Mesmo na forma típica que é caracterizada por ausência total ou parcial do útero e vagina, as mulheres não são afetadas da mesma forma já que, no que diz respeito à vagina, há mulheres que não têm aplasia total da vagina não necessitando de qualquer cirurgia. Num pequeno número de casos que têm apenas uma aplasia vaginal discreta podem iniciar a sua atividade sexual sem qualquer constrangimento, não necessitando de qualquer procedimento adicional. No que diz respeito à forma atípica estão associadas outras malformações, nomeadamente renais, as mais frequentes, em graus diversos. A associação de MURCS é a forma com alterações mais graves.
Quais as repostas da medicina em relação às mulheres com MRKH?
A aposta tem que ser sobretudo a dois níveis. Um deles é possibilitar uma sexualidade satisfatória, já que há que ter em conta que num número elevado de casos poderá haver necessidade de uma intervenção cirúrgica (vaginoplastia) quando há ausência total da vagina, ou nos outros casos (ausência parcial) incentivar o uso de moldes/dilatadores vaginais que ao corrigir este problema anatómico possibilite uma sexualidade igual a todas as outras mulheres. Num segundo nível falamos em desejo de engravidar e aí apostar na transplantação uterina associada a técnicas de procriação medicamente assistida. A sociedade também pode e deve envolver-se no que diz respeito à legislação adequada sobre a gestação de substituição e facilitar o processo de adoção por parte destes casais. O apoio psicológico e o estar sempre presente para esclarecer e ajudar por parte da equipa médica também é muito importante.

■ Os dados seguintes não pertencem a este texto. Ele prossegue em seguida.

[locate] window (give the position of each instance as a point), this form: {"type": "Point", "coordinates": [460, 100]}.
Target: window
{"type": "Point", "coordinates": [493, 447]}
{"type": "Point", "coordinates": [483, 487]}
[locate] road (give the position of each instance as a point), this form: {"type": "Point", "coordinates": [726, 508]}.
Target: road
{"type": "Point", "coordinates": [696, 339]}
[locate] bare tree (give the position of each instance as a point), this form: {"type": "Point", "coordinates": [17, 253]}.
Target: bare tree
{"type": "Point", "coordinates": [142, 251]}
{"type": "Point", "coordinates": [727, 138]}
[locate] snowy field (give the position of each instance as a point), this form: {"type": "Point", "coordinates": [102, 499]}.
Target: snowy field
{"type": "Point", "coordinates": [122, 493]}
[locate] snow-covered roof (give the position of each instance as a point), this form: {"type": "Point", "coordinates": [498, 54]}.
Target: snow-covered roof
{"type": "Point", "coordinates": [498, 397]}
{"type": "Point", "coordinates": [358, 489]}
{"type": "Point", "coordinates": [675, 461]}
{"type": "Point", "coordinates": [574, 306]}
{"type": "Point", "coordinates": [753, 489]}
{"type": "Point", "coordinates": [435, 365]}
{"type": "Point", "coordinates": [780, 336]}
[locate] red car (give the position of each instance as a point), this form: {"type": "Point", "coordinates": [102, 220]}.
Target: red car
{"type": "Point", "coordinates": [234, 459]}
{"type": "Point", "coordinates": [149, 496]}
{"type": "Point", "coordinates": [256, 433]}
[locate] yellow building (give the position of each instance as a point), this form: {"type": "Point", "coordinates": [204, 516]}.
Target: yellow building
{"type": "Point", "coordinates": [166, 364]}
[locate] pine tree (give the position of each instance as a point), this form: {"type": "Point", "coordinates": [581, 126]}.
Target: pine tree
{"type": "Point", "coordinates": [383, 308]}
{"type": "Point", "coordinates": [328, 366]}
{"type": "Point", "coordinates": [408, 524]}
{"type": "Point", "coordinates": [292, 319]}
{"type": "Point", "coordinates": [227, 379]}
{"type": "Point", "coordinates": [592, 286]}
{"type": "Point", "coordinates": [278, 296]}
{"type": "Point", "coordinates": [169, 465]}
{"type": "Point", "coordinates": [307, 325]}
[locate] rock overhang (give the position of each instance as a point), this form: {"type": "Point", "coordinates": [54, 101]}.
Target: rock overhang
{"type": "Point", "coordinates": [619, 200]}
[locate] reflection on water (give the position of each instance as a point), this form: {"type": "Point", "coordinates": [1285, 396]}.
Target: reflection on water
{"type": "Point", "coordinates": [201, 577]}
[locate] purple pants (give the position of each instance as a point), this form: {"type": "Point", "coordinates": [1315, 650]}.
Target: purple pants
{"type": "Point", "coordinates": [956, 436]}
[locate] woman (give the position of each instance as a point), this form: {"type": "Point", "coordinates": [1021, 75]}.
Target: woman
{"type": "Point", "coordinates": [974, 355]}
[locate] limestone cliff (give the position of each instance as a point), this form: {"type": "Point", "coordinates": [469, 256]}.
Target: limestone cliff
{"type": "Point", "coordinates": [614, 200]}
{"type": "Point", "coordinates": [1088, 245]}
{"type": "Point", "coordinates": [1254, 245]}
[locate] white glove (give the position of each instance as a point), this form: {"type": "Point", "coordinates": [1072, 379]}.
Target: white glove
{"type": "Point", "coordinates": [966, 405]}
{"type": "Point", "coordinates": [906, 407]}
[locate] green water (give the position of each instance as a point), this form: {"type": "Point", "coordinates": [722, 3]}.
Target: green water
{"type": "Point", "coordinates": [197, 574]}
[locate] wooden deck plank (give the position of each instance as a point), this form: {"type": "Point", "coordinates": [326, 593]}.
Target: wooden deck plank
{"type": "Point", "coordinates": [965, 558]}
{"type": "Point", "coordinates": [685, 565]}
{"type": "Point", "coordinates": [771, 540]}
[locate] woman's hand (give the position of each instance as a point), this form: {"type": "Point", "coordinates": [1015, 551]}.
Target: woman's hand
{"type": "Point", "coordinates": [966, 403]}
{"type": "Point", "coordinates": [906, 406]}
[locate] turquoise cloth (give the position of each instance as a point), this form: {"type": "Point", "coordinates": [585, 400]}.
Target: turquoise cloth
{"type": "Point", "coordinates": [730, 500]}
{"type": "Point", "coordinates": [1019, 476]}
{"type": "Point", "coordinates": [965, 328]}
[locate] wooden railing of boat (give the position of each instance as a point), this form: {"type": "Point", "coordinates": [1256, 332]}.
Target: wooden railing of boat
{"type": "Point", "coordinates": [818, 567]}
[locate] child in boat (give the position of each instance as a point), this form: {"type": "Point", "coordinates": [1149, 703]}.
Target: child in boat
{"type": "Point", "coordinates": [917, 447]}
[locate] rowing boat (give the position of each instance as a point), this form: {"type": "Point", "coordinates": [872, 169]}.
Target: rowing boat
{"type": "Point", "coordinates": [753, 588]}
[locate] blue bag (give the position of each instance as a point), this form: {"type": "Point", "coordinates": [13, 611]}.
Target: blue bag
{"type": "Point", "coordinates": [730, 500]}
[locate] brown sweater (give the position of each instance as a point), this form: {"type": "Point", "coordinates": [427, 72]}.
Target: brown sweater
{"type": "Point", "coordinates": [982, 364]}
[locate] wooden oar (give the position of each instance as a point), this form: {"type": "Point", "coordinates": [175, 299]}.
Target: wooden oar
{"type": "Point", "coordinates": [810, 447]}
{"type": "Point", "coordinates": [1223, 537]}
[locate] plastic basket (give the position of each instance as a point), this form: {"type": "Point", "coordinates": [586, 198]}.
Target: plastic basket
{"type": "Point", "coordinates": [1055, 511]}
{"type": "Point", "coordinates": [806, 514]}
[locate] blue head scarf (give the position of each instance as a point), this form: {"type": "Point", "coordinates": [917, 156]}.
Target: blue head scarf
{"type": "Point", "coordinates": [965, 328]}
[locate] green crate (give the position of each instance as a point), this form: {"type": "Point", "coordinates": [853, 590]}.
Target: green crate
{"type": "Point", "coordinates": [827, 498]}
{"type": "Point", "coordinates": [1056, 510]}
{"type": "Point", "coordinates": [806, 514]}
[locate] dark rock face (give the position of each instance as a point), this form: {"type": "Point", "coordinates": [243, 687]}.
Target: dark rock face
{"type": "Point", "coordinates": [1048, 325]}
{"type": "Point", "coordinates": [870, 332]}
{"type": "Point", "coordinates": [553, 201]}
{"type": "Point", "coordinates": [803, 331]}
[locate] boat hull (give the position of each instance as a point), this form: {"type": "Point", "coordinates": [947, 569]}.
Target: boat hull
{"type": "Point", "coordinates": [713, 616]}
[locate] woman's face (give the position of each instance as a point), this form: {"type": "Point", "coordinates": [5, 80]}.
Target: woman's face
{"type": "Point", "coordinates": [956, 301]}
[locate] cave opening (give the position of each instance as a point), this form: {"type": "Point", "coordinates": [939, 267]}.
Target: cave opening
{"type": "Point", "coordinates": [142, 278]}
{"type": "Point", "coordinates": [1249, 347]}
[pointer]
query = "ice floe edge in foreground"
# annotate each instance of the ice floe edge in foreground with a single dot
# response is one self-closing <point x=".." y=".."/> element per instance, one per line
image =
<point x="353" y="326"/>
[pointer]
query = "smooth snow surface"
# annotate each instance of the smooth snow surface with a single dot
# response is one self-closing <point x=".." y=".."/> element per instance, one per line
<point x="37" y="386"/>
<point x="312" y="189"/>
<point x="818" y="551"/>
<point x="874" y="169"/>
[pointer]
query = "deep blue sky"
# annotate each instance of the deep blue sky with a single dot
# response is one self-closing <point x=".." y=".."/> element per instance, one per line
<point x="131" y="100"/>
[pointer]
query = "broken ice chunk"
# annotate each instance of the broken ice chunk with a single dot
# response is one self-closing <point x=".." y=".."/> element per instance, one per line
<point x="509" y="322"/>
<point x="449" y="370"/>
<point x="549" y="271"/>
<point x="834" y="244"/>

A síndrome interfere na vida sexual das mulheres portadoras de MRKH?
Claro que interfere, porque contrariamente às outras mulheres que não são portadoras desta síndrome, na maior parte dos casos não podem iniciar a vida sexual quando desejam, necessitando algumas vezes de uma intervenção cirúrgica prévia (vaginoplastia) associada ao uso de moldes vaginais e muitas vezes à necessidade de uso de dilatadores/moldes vaginais isoladamente durante um período variável antes do início da atividade sexual. Resolvida esta questão anatómica, e também todo o trauma psicológico inerente, podem ter uma sexualidade muito satisfatória. Tenho na minha casuística essa experiência.
Fernanda Geraldes, ginecologista do Centro Hospitalar e Universitário de Coimbra (artigo publicado inicialmente na edição de Junho de 2019 da +Fertilidade)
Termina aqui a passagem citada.